The Gene Ontology (GO) project provides a controlled vocabulary to describe gene and gene product attributes in any organism (http://www.geneontology.org). The ontology covers 3 domains: biological process, cellular components, and molecular functions. Genes that exhibit at least 1 DMR were subjected to the GO enrichment analysis. Pathway analysis is a functional analysis mapping genes to the KEGG (Kyoto Encyclopedia of Genes and Genomes) pathway database (http://www.genome.jp/kegg/pathway.html).

Results

Isolation of ESCC-CSCs

SP cells were isolated using Hoechst 33342 staining, through the FACS technique. The proportion of SP cells was 1.12% in KYSE150 and 2.22% in EC109 ESCC cell lines. The purity of the sorted SP cell population was estimated to be 88.1% for KYSE150 and 81.6% for EC109 (Figure 1A). Tumor sphere culture represents a surrogate in vitro model to study CSCs. We cultured tumor sphere cells(S1-sphere) of primary ESCC cells derived from ESCC patient lesions(S1) using non-adherent conditions (Figure 1B). The sphere formation ratio was nearly 1%. SP cells and sphere-forming cells were enriched for cancer stem-like cells in ESCC cells.

Figure 1.

Figure 1.

Isolation of esophageal cancer stem cells. A. Side population (SP) analysis in KYSE150 and EC109 cell lines. B. Tumor spheres (S1-sphere) formed by primary ESCC cells (S1).

Methylation of the Captured CpGs

Each sample generated more than 34.73 million paired reads. After quality control of the raw data, each library produced approximately 3 Gb of clean data for further analysis.

Methylated cytosine (mC) was mainly located in CpG dinucleotides, followed by CHH and CHG. Approximately, more than 70% of the cytosine residues in CpG dinucleotides were methylated in all samples, and 3-10% of the cytosines were methylated in CHG and CHH. In KYSE150 cell lines, the methylation level of CG in SP cells was lower than that in NSP cells (76.22% vs 79.22%). However, in EC109 cell lines, the methylation level of CG in SP cells was higher than that in NSP cells (77.96% vs 71.76%). The methylation level of sphere-forming cells was lower than that of the parental primary S1 cells (67.53 vs 84.39%). The methylation levels of CGIs and promoters were similar to those of the RR genome (Table 1).

Table 1.

Methylation Levels of the RR Genome, CGIs, and Promoters.

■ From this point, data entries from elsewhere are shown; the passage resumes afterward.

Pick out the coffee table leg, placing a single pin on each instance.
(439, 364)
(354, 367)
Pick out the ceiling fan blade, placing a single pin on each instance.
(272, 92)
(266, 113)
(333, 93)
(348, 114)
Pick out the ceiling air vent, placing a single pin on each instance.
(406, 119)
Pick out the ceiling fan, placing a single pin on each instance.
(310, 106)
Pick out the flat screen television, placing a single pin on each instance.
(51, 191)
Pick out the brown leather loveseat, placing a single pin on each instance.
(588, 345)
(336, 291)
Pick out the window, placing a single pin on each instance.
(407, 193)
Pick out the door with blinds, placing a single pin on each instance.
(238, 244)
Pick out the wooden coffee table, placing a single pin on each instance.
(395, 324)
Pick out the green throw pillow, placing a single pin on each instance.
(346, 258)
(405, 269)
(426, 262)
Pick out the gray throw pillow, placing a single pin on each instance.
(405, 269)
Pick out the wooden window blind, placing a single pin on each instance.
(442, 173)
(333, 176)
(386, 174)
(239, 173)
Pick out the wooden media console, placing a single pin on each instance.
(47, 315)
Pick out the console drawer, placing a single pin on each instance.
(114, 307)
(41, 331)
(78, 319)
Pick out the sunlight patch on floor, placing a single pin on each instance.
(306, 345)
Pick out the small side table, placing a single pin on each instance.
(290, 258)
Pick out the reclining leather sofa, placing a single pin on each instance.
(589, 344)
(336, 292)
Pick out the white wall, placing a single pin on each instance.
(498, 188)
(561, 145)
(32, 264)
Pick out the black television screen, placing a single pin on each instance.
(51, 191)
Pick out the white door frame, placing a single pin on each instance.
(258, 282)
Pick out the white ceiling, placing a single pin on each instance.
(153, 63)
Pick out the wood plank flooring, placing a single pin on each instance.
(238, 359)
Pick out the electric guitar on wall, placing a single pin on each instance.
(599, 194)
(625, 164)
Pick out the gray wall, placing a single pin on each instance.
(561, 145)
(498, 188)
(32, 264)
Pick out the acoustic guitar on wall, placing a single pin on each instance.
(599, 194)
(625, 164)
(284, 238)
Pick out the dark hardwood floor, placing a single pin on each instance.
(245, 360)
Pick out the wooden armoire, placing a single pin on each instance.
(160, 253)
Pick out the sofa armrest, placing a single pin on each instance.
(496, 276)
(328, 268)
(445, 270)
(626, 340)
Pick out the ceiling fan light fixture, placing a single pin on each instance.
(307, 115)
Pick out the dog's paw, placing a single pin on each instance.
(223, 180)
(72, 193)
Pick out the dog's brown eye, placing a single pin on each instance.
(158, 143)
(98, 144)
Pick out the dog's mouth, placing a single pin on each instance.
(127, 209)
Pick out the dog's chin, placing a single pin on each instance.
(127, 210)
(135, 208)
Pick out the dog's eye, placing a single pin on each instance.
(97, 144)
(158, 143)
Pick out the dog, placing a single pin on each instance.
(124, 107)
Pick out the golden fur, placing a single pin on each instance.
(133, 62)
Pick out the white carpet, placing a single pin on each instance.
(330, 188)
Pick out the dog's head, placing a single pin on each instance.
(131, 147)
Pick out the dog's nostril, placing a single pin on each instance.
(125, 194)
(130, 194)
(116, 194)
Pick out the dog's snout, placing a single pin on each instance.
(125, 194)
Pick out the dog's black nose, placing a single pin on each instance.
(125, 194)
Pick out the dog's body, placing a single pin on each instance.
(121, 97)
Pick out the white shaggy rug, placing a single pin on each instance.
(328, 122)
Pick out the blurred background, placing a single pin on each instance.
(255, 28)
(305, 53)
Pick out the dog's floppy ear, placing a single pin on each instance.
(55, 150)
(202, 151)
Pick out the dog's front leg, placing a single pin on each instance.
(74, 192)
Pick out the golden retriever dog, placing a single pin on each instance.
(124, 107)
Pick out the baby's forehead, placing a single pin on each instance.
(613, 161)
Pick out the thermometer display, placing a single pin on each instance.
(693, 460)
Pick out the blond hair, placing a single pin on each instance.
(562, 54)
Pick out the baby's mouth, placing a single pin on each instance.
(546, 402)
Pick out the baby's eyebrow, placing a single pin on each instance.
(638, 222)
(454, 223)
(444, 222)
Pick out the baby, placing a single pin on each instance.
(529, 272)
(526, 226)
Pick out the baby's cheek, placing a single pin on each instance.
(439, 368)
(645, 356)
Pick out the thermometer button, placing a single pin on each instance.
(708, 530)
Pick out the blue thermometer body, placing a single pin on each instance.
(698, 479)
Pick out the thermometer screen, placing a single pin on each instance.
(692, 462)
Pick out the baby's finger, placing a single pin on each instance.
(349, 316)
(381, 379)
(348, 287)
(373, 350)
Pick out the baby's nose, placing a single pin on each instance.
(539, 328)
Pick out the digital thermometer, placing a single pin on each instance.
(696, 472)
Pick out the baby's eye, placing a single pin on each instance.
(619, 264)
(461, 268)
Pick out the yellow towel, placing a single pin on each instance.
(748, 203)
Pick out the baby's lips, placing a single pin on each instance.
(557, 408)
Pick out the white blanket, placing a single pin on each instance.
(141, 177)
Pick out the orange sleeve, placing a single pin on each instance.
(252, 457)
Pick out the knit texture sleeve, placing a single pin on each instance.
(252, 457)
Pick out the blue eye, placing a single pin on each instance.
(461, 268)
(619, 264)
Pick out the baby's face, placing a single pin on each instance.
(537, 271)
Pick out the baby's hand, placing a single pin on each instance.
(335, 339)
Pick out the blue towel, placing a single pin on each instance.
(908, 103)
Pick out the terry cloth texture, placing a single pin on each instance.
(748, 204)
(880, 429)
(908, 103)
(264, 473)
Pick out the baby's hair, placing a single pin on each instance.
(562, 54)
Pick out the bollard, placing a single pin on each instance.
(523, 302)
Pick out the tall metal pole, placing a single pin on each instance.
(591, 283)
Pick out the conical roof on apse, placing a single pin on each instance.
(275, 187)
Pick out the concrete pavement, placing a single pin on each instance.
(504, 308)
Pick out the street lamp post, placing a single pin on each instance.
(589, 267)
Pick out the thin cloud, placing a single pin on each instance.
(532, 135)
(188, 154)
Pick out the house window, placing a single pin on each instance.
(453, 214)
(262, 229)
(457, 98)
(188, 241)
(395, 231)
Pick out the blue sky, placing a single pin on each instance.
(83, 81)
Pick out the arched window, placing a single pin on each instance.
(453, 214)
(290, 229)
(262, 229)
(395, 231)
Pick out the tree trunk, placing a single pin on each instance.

Samples Pattern CG (%) CHG (%) CHH (%)
KYSE150-NSP RR genome methylation level 79.22 5.15 4.84
CGI methylation level 70.66 4.55 4.90
Promoter methylation level 56.30 4.60 4.51
KYSE150-SP RR genome methylation level 76.22 4.92 4.62
CGI methylation level 67.90 4.12 4.48
Promoter methylation level 53.35 4.16 4.04
EC109-NSP RR genome methylation level 71.76 3.76 3.81
CGI methylation level 59.39 3.07 3.17
Promoter methylation level 42.04 3.12 3.30
EC109-SP RR genome methylation level 77.96 3.88 3.92
CGI methylation level 66.66 3.26 3.35
Promoter methylation level 50.97 3.34 3.49
S1 RR genome methylation level 84.39 32.16 39.45
CGI methylation level 72.73 31.83 29.07
Promoter methylation level 56.79 35.42 41.06
S1-sphere RR genome methylation level 67.53 7.84 8.34
CGI methylation level 56.58 7.11 6.77
Promoter methylation level 35.44 7.01 8.11

We studied the location of mC by ANNOVAR software. In both cell lines as well as the primary ESCC S1 cells, mC was mainly located in intronic, intergenic, and exonic regions (Figure 2).

Figure 2.

Figure 2.

Methylation level at different gene locations.

Selection of DMRs

Compared to the respective NSP cells, KYSE150 SP cells had 13,465 hypermethylated DMRs and 43,190 hypomethylated DMRs, while EC109 SP cells had 8,581 hypermethylated DMRs and 7,892 hypomethylated DMRs. Compared with parental primary S1 cells, S1-sphere cells had 16,642 hypermethylated DMRs and 48,893 hypomethylated DMRs. The DMRs occurred predominantly in intergenic (42.78%, 32.32%, 27.97%) and intronic regions (32.85%, 32.87%, 27.19%) and less frequently in the 3’UTR (1.22%, 1.07%, 1.19%). Furthermore, 40 overlapping DMRs were detected among these 3 groups, frequently located in intergenic (50%), intronic (27.5%), exonic (10%), 5’UTR (7.5%) and downstream (5%) regions (Figure 3A).

Figure 3.

Figure 3.

Differentially methylated regions (DMRs) analysis. A. The distribution of DMRs. B. The GO analysis of intersect DMRs in these 3 groups of specimens. C. The KEGG analysis of intersected DMRs in these 3 groups.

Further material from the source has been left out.